Bradykinesia: To understand the symptoms and extract useful features from the data, various machine learning algorithms have been implemented. The dataset used is taken from the UCI repository. The results of all the algorithms are enlisted in Fig 2. The highest accuracy of 97.5% is obtained by implementing RF and HV. First sign for Early detection Parkinson’s Disease.
Tremor at rest: Various machine learning models shown in the figure are applied and many of them resulted in higher accuracy com- pared to previous studies and have used the dataset from the UCI repository. The highest accuracy of 99.79%, 99.76% and 99.71% was obtained by RF in SST, DST, and STCP respectively as shown in Fig. 3, Fig. 4, and Fig. 5. helps clearly for Early detection Parkinson’s Disease.

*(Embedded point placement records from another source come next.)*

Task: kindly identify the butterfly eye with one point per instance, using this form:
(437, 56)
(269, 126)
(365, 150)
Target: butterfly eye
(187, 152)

Rigidity: To understand the significance of gait analysis for rigidity detection, Physio net’s Gait Database is implemented. Pre-processed the data, extracted the features and implemented various state-of-the-art machine learning algorithms. The highest accuracy was noted to be 83.12% in Random Forest Classifier and Adaptive Boosting as shown in Fig. 6. Sign of Early detection Parkinson’s Disease.
Voice Impairment: Major roll for Early detection Parkinson’s Disease. The dataset of the UCI repository is used which consists the data of 31 people (23 PD affected patients and 8 healthy subjects). Various machine learning algorithms are implemented for the classification of the disease and the results are shown in fig. 7, got a maximum accuracy of 97.96% by implementing KNN on the same dataset.